Author: Annette Malave, SVP/Insights, RAB

Going to the store lately is always an adventure and not for the reasons you think. The adventure isn’t about what is available for purchase but more about how much the tab will be. Prices are rising. According to the Consumer Price Index, food prices have risen by 3.4% over the past year, and apparel is up 4.2%.

With the increase in prices, what impact is that having on finances?

Fifty-eight percent of adults have completely changed how they think about money due to the pandemic and over half of adults view their financial well-being as changed since the pandemic. These findings are from a recent Capital One survey.

Understanding consumers’ financial perspective is important. It can help guide and influence how advertisers deliver messages to their potential customers of across a myriad products and services ranging from everyday needs to unexpected necessities.

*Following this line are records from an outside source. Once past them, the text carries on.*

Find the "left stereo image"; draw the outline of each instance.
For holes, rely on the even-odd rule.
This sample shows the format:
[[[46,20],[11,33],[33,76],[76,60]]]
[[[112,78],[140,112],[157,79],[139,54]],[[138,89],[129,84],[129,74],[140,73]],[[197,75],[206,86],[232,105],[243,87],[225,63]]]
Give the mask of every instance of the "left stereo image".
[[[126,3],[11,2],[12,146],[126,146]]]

The Capital One survey found that 48% of adults increased the amount of money they believed they needed for the rainy-day fund. Because we know that all consumers are not alike, we decided to look at radio listeners.
Radio listeners have a more positive perspective on the economy and their financial standing. Eighty-two percent of radio-listening adults believe that they are in about the same or better financially than a year ago, and 32% stated that the pandemic has not had any or not very much impact on their lives personally. These are the results from the recently released July 2021 COVID-19 study from MRI-Simmons.

Radio listeners are looking forward to their future being secure. Eighty-three percent believe that investing in their future is very important. They also have a greater sense of financial security – 68% agree. With this greater sense of financial security, only 4% of radio listeners postponed investing in various funds or the stock market, and only 3% postponed their retirement.

Radio listeners are also prudent about how they spend and save. They would rather save up in advance of a purchase than borrow money and be in debt (84%). As a result of COVID-19, 25% of radio listeners postponed nonessential purchases. This is a direct contrast to the results from the Capital One survey. Thirty percent of survey respondents struggle with their spending habits and want to learn how to stop spending on unnecessary items (44%) or spending on impulse (41%).

In today’s economic climate, consumers are being thriftier and more cautious with where and how they spend their money. Their mindset and perspective on their current finances and plans for the future will have a direct impact on the products and services they purchase or don’t.

Addressing and recognizing the realties that some consumers are facing can help advertisers to determine what messages should be included when targeting their patrons. While not all radio listeners may be as confident financially, the data from the MRI-Simmons study confirm those of the recent Nielsen custom survey – radio listeners are on the move, ready to go and shop. They are confident in their finances and in their future.